The construct of three years of funding and six years of authorization reflects the fact that senators were able to develop a bipartisan agreement to generate $47 billion in new Highway Trust Fund (HTF) revenues through a variety of tax code savings and other reforms unrelated to highway system use—although some money is raised from redirecting customs user fees and an aviation security fee to the trust fund. These additional resources could only support increased highway and public transportation investment for three years. As a result, Congress would be required to address another HTF revenue shortfall after the first three years of the bill.
The $47 billion in additional revenue also forced Senate Environment and Public Works (EPW) Committee Chairman Jim Inhofe (R-Okla.) and Ranking Member Barbara Boxer (D-Calif.) to slightly scale back the highway investment levels approved unanimously by their committee last month.
The core highway investment level from the initial EPW product was reduced by: $675 million in FY 2016; $525 million in FY 2017; $375 million in FY 2018; and $125 million in each subsequent year.
Despite these reductions, the Senate DRIVE Act would still increase highway investment to over $48 billion by FY 2021. Most of the reductions from the initial EPW proposal come from the TIFIA program (which was already cut by $325 million from the current level) and the new freight program. The table below contrasts the DRIVE Act, with the EPW-approved bill and current investment levels. The policy reforms in the EPW proposal, however, appear to be largely retained in the DRIVE Act.
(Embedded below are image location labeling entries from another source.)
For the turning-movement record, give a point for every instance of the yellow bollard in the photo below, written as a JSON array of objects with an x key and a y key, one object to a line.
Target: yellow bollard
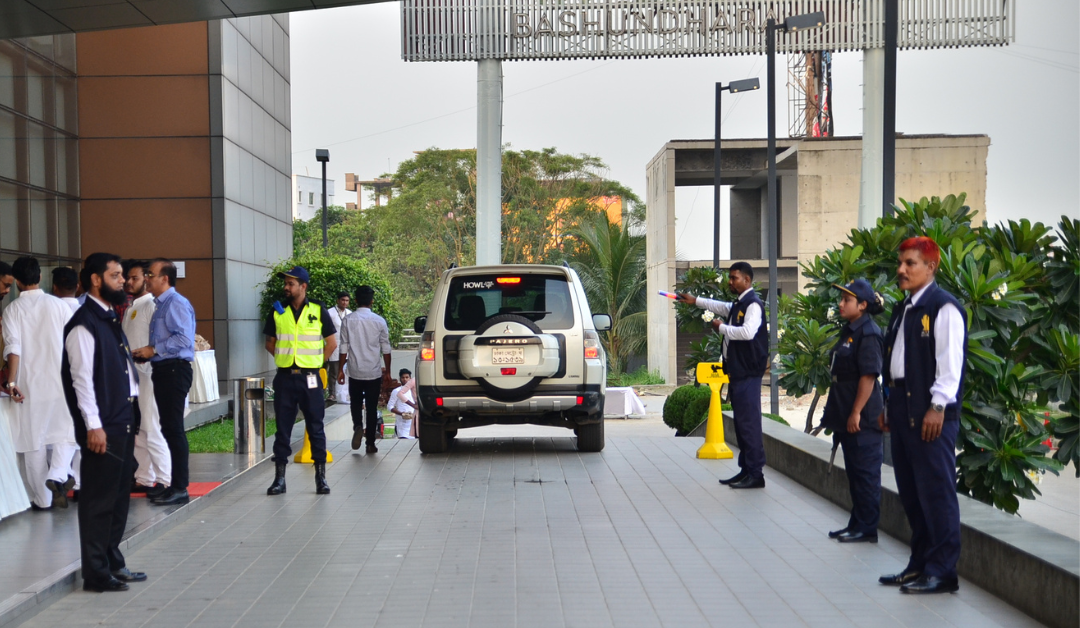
[{"x": 712, "y": 373}]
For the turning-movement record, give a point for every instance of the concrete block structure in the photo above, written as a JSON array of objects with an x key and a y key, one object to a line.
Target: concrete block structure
[{"x": 817, "y": 199}]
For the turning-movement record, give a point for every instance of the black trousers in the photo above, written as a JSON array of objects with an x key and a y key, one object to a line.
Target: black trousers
[
  {"x": 172, "y": 379},
  {"x": 926, "y": 481},
  {"x": 104, "y": 497},
  {"x": 745, "y": 398},
  {"x": 365, "y": 393},
  {"x": 862, "y": 457},
  {"x": 292, "y": 395}
]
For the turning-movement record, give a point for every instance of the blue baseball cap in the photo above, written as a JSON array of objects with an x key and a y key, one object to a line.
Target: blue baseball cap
[
  {"x": 860, "y": 289},
  {"x": 297, "y": 272}
]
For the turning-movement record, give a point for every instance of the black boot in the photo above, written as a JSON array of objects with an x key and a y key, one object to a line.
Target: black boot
[
  {"x": 321, "y": 486},
  {"x": 279, "y": 480}
]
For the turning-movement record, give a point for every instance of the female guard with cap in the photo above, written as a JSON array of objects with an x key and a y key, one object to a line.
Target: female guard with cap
[{"x": 854, "y": 403}]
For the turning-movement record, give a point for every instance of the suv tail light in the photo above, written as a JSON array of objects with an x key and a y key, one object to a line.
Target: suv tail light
[
  {"x": 592, "y": 345},
  {"x": 428, "y": 347}
]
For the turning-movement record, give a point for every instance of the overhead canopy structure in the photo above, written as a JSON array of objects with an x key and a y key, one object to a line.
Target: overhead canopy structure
[
  {"x": 34, "y": 17},
  {"x": 544, "y": 29}
]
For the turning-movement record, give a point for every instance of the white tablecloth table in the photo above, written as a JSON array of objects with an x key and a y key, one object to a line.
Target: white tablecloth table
[
  {"x": 622, "y": 402},
  {"x": 204, "y": 377}
]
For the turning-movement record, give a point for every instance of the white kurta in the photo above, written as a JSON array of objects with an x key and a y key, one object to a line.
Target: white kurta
[{"x": 34, "y": 330}]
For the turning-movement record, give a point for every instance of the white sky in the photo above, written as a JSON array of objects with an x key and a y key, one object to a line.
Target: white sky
[{"x": 354, "y": 95}]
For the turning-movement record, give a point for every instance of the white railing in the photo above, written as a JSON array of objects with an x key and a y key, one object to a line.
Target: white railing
[{"x": 536, "y": 29}]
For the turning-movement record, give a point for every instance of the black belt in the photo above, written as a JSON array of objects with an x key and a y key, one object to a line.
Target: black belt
[{"x": 297, "y": 371}]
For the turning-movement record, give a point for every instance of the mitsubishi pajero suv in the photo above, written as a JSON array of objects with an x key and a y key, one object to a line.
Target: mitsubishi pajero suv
[{"x": 510, "y": 345}]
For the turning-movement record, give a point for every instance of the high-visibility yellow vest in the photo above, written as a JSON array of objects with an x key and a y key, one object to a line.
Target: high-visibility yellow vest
[{"x": 299, "y": 342}]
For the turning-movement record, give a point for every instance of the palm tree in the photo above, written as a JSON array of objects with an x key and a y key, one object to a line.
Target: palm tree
[{"x": 611, "y": 266}]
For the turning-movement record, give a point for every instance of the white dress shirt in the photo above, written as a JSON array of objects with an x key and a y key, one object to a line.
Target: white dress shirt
[
  {"x": 948, "y": 350},
  {"x": 80, "y": 347},
  {"x": 364, "y": 338},
  {"x": 744, "y": 332}
]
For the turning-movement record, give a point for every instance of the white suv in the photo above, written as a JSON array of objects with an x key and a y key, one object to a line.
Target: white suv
[{"x": 510, "y": 345}]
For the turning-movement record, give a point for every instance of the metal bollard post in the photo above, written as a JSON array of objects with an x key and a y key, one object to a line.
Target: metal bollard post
[{"x": 248, "y": 402}]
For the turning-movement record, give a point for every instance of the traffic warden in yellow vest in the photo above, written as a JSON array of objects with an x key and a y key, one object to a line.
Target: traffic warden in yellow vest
[{"x": 300, "y": 337}]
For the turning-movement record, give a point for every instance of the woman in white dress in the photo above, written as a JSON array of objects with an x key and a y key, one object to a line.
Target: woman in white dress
[{"x": 12, "y": 491}]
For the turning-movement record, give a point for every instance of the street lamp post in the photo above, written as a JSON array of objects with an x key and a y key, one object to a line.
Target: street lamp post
[
  {"x": 734, "y": 88},
  {"x": 323, "y": 156},
  {"x": 790, "y": 25}
]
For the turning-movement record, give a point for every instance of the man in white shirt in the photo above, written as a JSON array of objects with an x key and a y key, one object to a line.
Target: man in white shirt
[
  {"x": 41, "y": 427},
  {"x": 365, "y": 343},
  {"x": 100, "y": 387},
  {"x": 926, "y": 345},
  {"x": 154, "y": 472},
  {"x": 337, "y": 312},
  {"x": 402, "y": 406}
]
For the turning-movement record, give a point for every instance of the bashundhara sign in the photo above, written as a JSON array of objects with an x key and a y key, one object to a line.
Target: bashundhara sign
[{"x": 530, "y": 29}]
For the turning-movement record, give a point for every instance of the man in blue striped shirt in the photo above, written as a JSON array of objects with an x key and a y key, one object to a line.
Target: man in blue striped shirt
[{"x": 171, "y": 351}]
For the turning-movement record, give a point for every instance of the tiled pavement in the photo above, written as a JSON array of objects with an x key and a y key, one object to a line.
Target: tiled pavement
[{"x": 520, "y": 532}]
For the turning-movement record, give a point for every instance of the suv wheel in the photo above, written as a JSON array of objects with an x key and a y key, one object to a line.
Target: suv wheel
[
  {"x": 591, "y": 437},
  {"x": 432, "y": 438}
]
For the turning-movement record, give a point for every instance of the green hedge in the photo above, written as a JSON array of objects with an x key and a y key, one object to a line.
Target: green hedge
[{"x": 687, "y": 406}]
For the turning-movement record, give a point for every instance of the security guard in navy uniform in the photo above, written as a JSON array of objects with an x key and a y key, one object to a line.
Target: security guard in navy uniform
[
  {"x": 745, "y": 360},
  {"x": 854, "y": 404},
  {"x": 300, "y": 337},
  {"x": 926, "y": 348}
]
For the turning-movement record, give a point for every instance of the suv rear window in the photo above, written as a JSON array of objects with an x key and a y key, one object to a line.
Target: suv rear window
[{"x": 542, "y": 298}]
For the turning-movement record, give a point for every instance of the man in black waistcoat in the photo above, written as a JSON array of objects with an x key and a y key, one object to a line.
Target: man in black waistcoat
[
  {"x": 926, "y": 350},
  {"x": 100, "y": 386},
  {"x": 745, "y": 359}
]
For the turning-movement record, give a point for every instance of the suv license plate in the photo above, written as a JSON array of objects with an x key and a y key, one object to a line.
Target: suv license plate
[{"x": 508, "y": 356}]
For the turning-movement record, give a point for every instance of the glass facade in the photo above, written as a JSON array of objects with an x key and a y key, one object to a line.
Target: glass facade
[{"x": 39, "y": 150}]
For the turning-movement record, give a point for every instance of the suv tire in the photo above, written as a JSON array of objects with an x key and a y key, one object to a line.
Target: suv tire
[
  {"x": 591, "y": 437},
  {"x": 433, "y": 438}
]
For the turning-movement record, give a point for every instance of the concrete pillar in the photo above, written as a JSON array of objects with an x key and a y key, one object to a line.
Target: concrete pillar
[
  {"x": 869, "y": 188},
  {"x": 489, "y": 162}
]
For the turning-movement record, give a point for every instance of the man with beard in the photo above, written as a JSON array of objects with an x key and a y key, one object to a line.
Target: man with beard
[
  {"x": 171, "y": 350},
  {"x": 153, "y": 475},
  {"x": 99, "y": 387},
  {"x": 300, "y": 335},
  {"x": 34, "y": 344}
]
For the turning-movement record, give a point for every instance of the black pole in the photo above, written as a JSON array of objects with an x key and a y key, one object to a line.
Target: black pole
[
  {"x": 716, "y": 184},
  {"x": 325, "y": 241},
  {"x": 889, "y": 144},
  {"x": 770, "y": 51}
]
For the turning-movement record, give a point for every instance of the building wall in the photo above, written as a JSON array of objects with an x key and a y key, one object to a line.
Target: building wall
[
  {"x": 250, "y": 94},
  {"x": 39, "y": 151}
]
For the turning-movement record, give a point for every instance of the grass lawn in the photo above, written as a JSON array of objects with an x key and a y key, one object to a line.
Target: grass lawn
[{"x": 216, "y": 437}]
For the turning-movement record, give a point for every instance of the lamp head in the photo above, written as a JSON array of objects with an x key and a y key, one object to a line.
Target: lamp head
[
  {"x": 802, "y": 22},
  {"x": 743, "y": 85}
]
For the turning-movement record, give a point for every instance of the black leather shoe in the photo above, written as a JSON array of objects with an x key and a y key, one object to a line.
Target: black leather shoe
[
  {"x": 856, "y": 537},
  {"x": 748, "y": 482},
  {"x": 125, "y": 575},
  {"x": 104, "y": 586},
  {"x": 172, "y": 497},
  {"x": 901, "y": 578},
  {"x": 931, "y": 585},
  {"x": 59, "y": 493},
  {"x": 156, "y": 491}
]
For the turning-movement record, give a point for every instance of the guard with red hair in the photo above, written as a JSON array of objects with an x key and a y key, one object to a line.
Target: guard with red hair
[{"x": 926, "y": 349}]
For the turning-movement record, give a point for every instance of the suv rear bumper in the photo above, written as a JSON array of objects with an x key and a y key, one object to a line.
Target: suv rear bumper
[{"x": 542, "y": 406}]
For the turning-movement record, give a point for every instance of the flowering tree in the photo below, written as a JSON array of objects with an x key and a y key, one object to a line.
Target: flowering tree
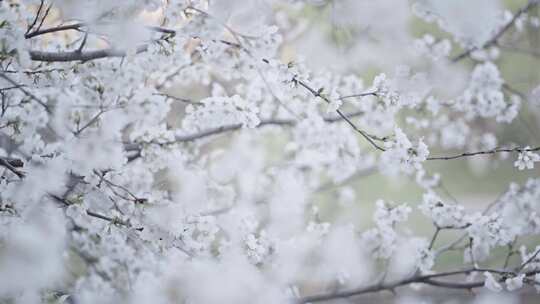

|FY 2015||FY 2016||FY 2017||FY 2018||FY 2019||FY 2020||FY 2021|
|DRIVE Act Guaranteed Highway Investment||$40.3 B||$42.4 B||$43.5 B||$44.6 B||$45.9 B||$47.0 B||$48.1 B|
|Initial EPW Guaranteed Highway Investment||$40.3 B||$43.1 B||$44.0 B||$45.0 B||$46.0 B||$47.2 B||$48.3 B|
|DRIVE Act Freight Program||n/a||$1.5 B||$1.75 B||$2.0 B||$2.3 B||$2.4 B||$2.5 B|
|Initial EPW Freight Program||n/a||$2.0 B||$2.1 B||$2.2 B||$2.3 B||$2.4 B||$2.5 B|
|DRIVE Act TIFIA||$1.0 B||$500 M||$500 M||$500 M||$500 M||$500 M||$500 M|
|Initial EPW TIFIA||$1.0 B||$675 M||$675 M||$675 M||$675 M||$675 M||$675 M|
ARTBA is still reviewing the more than 1,000 page DRIVE Act and will provide subsequent updates on the measure’s proposed public transportation investment levels and policy initiatives. A summary of the DRIVE Act distributed by Leader McConnell, however, reports the measure increases transit investment by $2 billion above the levels established in the 2012 surface transportation law, MAP-21.
If the Senate is successful in passing the DRIVE Act, it is unclear how it would be reconciled with the five-month program extension approved by the House of Representatives last week.